Het is bijzonder verhelderend hierbij eens een kleine verandering in de woordvolgorde nader te analyseren. De Klie Jakar van R. Efraim Lunschitz (18e eeuw) vergelijkt Sjemot 12:7, waar eerst staat dat het bloed gedaan moet worden aan de twee deurposten en pas daarna aan de bovendorpel, met Sjemot 12:23, waar Mosje aan het woord is en eerst de bovendorpel en daarna de zijposten vermeld worden. De Klie Jakar zegt dat Mosje Rabbenoe bewust de volgorde omkeerde. Dit kan geïllustreerd worden met de discussie tussen HaKadosj Baroech Hoe (G’d) en het Joodse volk: “Keert tot Mij terug (eerst) en daarna zal Ik tot u terugkeren”. Het Joodse volk antwoordt, dat zij niet op eigen kracht tot inkeer kunnen komen, en zij verzoeken G’d:“Hasjiwenoe…wenasjoewa, Breng ons, o G’d, tot U terug, en daarna zullen wij tot inkeer komen”. De bovendorpel bij het korban Pesach wordt als het ware vergeleken met HaKadosj Baroech Hoe omdat Hij boven alles uit torent. De twee deurposten rechts en links, die de bovendorpel steunen, symboliseren het zechoet (de verdienste) van onze Aartsvaders en Aartsmoeders, waarop het Joodse volk steunt en voortbouwt. Daarom luidt het in 12:7, waar HaKadosj Baroech Hoe tot Mosje spreekt, dat er eerst bloed moet worden gedaan op de deurposten en pas daarna op de bovendorpel, omdat G’d kawod (eer) wilde geven aan onze voorouders. Hiermee gaf G’d aan dat Hij wilde dat het Joodse volk zich eerst op Hem zou richten: begin van onderen, bij jullie zelf als afstammelingen van de Aartsouders. Later spreekt Mosje tot de kinderen Israëls. Daar wordt eerst de bovendorpel vermeld, omdat wij symbolisch G’d verzoeken om ons te inspireren en met dat `tesjoewaproces’ van Boven te beginnen. HaKadosj Baroech Hoe verlangt van ons dat wij van onder – hier op aarde – naar Boven werken, terwijl wij G’d verzoeken om van Boven naar beneden te werken en ons te inspireren alvorens wij werkelijke tesjoewa kunnen doen.

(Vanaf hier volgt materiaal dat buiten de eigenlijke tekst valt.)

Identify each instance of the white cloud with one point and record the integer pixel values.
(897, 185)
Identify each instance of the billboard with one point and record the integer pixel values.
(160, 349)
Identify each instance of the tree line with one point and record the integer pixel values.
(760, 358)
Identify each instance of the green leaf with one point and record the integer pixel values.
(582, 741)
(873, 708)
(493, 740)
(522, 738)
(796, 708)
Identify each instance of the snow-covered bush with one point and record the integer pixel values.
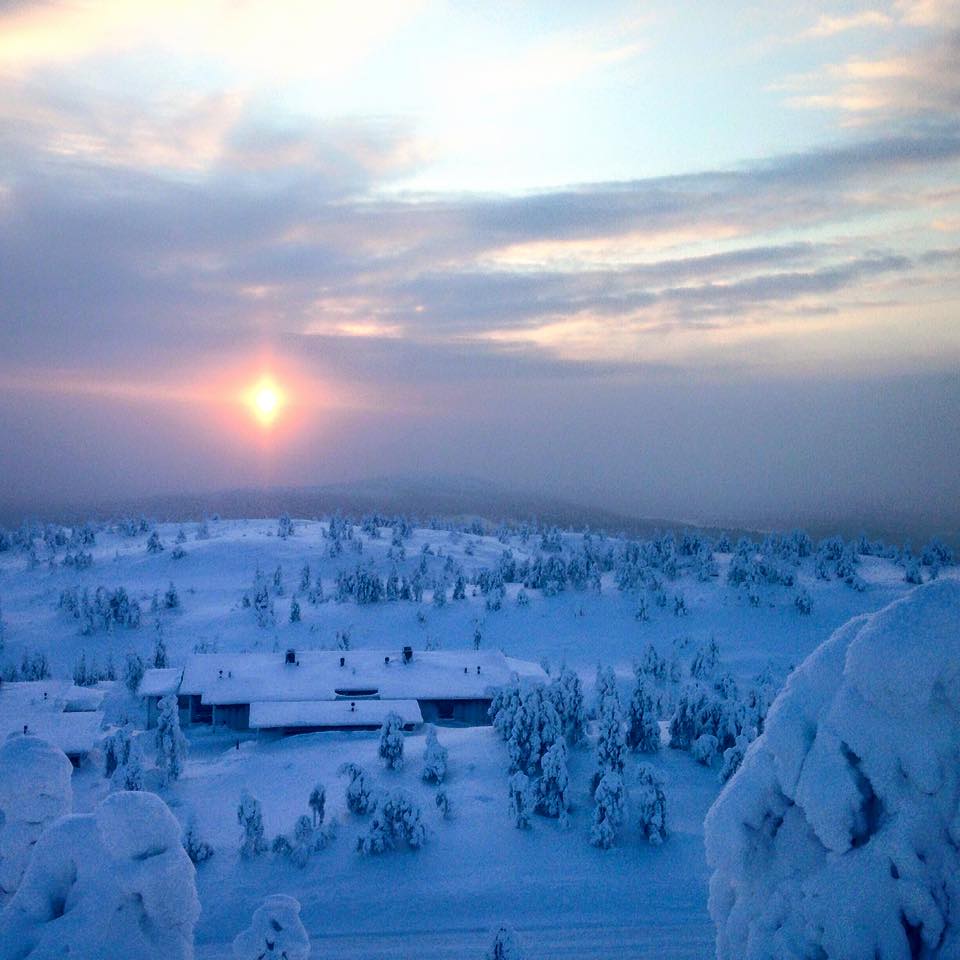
(504, 946)
(108, 885)
(839, 835)
(610, 800)
(396, 821)
(643, 730)
(650, 802)
(434, 758)
(521, 800)
(250, 818)
(391, 741)
(704, 749)
(35, 790)
(275, 931)
(359, 796)
(554, 786)
(171, 743)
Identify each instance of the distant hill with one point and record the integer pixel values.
(452, 498)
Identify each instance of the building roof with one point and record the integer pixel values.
(159, 681)
(74, 732)
(330, 713)
(221, 678)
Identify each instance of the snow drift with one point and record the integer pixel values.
(35, 789)
(108, 885)
(839, 835)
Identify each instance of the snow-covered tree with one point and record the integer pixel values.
(643, 729)
(839, 835)
(608, 813)
(35, 789)
(317, 804)
(276, 930)
(434, 758)
(651, 804)
(250, 818)
(359, 796)
(505, 946)
(611, 743)
(553, 787)
(521, 799)
(391, 741)
(112, 883)
(397, 820)
(171, 743)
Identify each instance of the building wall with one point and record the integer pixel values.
(460, 713)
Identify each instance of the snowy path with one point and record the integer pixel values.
(666, 938)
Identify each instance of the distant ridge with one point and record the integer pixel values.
(451, 498)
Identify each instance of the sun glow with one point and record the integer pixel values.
(265, 400)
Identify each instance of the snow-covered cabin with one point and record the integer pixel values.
(335, 690)
(67, 716)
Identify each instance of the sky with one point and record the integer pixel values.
(676, 259)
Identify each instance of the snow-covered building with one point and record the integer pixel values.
(335, 690)
(67, 716)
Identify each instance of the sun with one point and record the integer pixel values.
(265, 400)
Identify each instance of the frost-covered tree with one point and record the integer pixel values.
(35, 790)
(520, 792)
(250, 819)
(198, 850)
(610, 804)
(275, 931)
(112, 883)
(171, 743)
(650, 802)
(839, 836)
(391, 741)
(396, 821)
(359, 795)
(317, 804)
(434, 758)
(643, 729)
(505, 946)
(553, 787)
(611, 743)
(566, 695)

6e alija, 12:29-51. Na de dood van de eerstgeborenen overladen de Egyptenaren de Joden met cadeaus en verdrijven ze. Het deeg heeft geen tijd om te rijzen. Het Korban (=offer) Pesach wordt besproken.
7e alija, 13:1-16. De eerstgeborenen moeten gelost worden van mensen, dieren en ezels. Tefilien moeten op de arm en het voorhoofd gedragen worden.

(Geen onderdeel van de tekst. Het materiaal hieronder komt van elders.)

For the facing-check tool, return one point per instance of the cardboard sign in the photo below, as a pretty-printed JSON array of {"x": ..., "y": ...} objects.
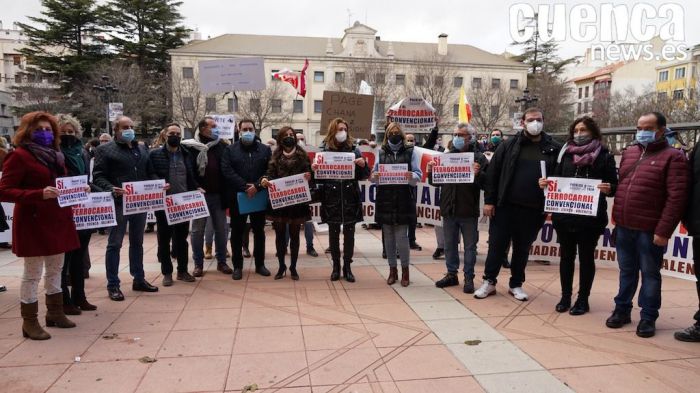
[
  {"x": 335, "y": 166},
  {"x": 242, "y": 74},
  {"x": 71, "y": 190},
  {"x": 287, "y": 191},
  {"x": 412, "y": 114},
  {"x": 356, "y": 109},
  {"x": 454, "y": 168},
  {"x": 185, "y": 206},
  {"x": 572, "y": 195},
  {"x": 97, "y": 212},
  {"x": 144, "y": 196}
]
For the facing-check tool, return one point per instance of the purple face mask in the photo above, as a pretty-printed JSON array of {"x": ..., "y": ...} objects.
[{"x": 43, "y": 137}]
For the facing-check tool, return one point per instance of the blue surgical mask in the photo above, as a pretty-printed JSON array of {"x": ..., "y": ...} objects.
[
  {"x": 645, "y": 137},
  {"x": 128, "y": 134}
]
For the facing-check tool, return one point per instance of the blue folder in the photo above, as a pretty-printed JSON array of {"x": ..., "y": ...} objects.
[{"x": 257, "y": 203}]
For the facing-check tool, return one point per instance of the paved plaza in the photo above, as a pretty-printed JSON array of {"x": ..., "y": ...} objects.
[{"x": 315, "y": 335}]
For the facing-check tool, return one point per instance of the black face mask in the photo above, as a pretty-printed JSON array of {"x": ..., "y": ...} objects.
[
  {"x": 289, "y": 141},
  {"x": 174, "y": 140}
]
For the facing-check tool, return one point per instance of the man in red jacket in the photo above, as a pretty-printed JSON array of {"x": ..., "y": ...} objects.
[{"x": 649, "y": 204}]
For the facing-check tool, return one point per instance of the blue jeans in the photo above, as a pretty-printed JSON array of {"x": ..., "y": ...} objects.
[
  {"x": 137, "y": 224},
  {"x": 452, "y": 227},
  {"x": 636, "y": 251},
  {"x": 218, "y": 218}
]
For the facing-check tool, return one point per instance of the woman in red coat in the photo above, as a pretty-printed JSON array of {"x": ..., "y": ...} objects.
[{"x": 42, "y": 231}]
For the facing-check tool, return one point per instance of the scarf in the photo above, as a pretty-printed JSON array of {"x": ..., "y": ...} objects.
[
  {"x": 202, "y": 157},
  {"x": 48, "y": 157},
  {"x": 584, "y": 155}
]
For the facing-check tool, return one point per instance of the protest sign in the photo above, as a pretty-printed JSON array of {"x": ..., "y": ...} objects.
[
  {"x": 335, "y": 166},
  {"x": 287, "y": 191},
  {"x": 412, "y": 114},
  {"x": 572, "y": 196},
  {"x": 97, "y": 212},
  {"x": 356, "y": 109},
  {"x": 225, "y": 75},
  {"x": 185, "y": 206},
  {"x": 71, "y": 190},
  {"x": 453, "y": 168},
  {"x": 144, "y": 196}
]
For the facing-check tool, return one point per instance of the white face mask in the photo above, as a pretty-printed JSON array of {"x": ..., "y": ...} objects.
[
  {"x": 341, "y": 136},
  {"x": 534, "y": 128}
]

Daarom zij het tot teken op je hand en een herinneringsband tussen je ogen, dat de Eeuwige ons met sterke hand uit Egypte gevoerd heeft.

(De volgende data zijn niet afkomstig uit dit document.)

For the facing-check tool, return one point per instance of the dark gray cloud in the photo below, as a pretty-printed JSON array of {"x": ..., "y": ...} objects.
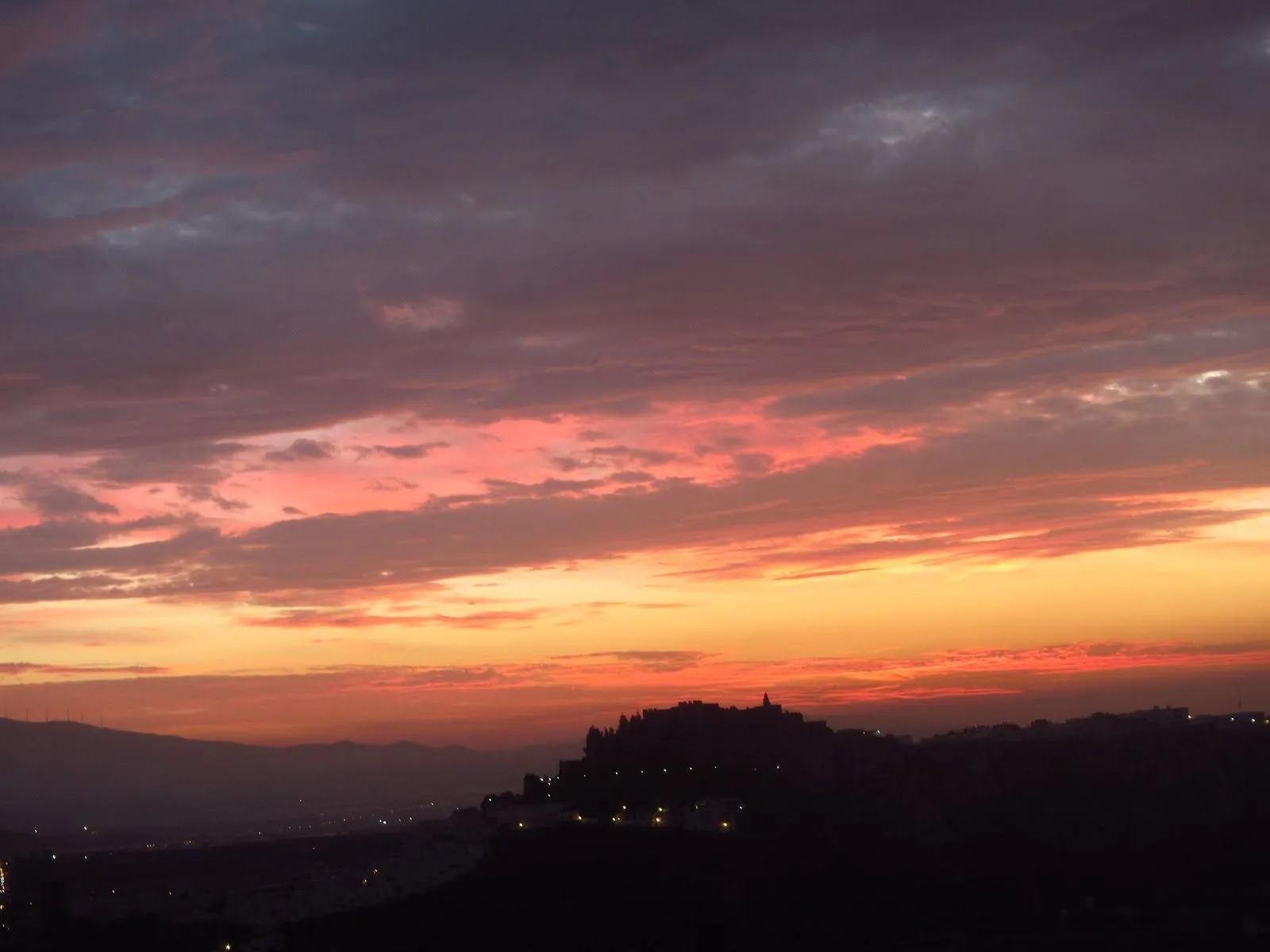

Tefilien zijn zwarte huisjes op het voorhoofd en de linkerarm. Zij bevatten vier parsjiot (afdelingen uit de Tora), geschreven op perkament met zwarte inkt. Tefilien zijn van koeienhuid gemaakt, van dezelfde materie als waarvan het menselijk lichaam gemaakt is om te benadrukken, dat de boodschap van de tefilien, als in een huidtransplantatie, één moet worden met de mens. Met aardse middelen moet de mens zich boven zijn dierlijke natuur verheffen. Als fysiek wezen is er geen andere manier. Alles wat we doen, is lichamelijk: spreken, denken, eten en slapen. Alleen met het lichaam kunnen we de ge- en verboden G’d uitvoeren. De tefilien geven een fysieke houvast tot het vinden van de balans. Een teveel aan materie verbreekt de band met G’d. Daarom moet alles uit de tefilien van kosjere dieren gemaakt zijn. De vier perkamenten Tora-afdelingen moeten helemaal wit zijn, hetgeen duidt op het Oneindige Licht. Voordat de wereld geschapen kon worden, moest dit G’ddelijke licht afgeschermd en beperkt worden. Daarom heten de Tora-afdelingen zwarte letters op wit vuur. Het witte oneindige vuur moest getemperd en gematigd worden om te resulteren in deze eindige wereld.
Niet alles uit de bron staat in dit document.